Light on Snow by Anita Shreve

Nicky Dillon and her father live in relative isolation off of a dirt road in rural New Hampshire.  TheLight  solitude is easier for her dad, who left an architectural career after the death of his wife and baby daughter in a car crash.  It’s a recovery of sorts for Nicky as well, albeit a lonely one.

Their isolation ends abruptly when Nicky and her father find an abandoned newborn baby while on a walk through the woods behind their house.  Luckily, they get the child to the hospital and she’s okay, but Nicky develops an attachment to the baby that doesn’t go away when the child is taken away for adoption.  Her father is changed, too, and two years of suppressed grief come to the surface, not to mention the drama of the world beyond their home, and company they don’t expect.
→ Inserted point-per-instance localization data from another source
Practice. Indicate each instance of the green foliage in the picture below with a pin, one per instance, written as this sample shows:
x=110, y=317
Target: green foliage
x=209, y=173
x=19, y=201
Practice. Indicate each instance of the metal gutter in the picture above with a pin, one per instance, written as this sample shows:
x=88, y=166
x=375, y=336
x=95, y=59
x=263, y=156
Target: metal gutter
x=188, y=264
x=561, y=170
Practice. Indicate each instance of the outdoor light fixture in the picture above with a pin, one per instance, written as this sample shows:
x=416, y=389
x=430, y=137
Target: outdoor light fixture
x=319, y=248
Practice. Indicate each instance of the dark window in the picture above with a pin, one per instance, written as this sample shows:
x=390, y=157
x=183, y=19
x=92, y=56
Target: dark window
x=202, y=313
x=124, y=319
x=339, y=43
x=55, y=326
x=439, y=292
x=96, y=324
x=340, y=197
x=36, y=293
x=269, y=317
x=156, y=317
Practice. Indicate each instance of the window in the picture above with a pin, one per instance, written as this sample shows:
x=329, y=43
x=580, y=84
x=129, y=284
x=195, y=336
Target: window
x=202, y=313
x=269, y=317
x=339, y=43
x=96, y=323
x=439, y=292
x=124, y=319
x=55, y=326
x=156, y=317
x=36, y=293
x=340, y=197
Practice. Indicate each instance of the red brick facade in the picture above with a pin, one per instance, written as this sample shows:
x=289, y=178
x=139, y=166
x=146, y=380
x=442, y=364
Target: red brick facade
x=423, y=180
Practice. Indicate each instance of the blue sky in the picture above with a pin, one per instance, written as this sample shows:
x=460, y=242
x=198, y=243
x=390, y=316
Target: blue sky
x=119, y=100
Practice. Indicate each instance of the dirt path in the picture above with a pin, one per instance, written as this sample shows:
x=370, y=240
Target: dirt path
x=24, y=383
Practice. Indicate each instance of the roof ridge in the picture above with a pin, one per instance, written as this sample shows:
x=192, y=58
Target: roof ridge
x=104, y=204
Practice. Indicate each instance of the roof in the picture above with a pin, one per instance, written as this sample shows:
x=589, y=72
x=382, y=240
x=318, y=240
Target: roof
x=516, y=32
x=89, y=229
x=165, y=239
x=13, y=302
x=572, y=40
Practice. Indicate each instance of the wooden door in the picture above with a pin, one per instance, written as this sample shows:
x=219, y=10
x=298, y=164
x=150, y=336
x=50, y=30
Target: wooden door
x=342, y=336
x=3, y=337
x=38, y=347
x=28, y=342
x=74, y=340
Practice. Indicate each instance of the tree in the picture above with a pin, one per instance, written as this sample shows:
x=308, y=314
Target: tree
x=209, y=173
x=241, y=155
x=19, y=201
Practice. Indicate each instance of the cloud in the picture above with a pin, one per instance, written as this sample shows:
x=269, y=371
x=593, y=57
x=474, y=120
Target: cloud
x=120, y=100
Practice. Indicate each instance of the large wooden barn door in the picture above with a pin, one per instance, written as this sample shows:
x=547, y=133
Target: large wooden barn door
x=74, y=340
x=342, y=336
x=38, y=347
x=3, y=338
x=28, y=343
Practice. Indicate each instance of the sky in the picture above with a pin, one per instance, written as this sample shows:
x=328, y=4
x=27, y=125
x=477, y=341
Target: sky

Nicky is a likable character who comes across as being somewhat of a loner.  She is an independent soul who keeps herself busy, but she actually relishes interaction with other people.  She is twelve, an age in which too many things become inexplicable, and while she loves her dad, their isolated circumstances are increasingly stifling to her.  The appearance of a young lady at their door at once complicates things for the father and provides Nicky with much needed company, along with facing some harsh realities. 

How the three of them manage to coexist while being snowed in and without power make for a page turner that’s worthy for airplane reading material.  In other words, I liked Light on Snow well enough to finish most of it on plane flights to and from England, which says a lot for the book.  A good book will help you concentrate.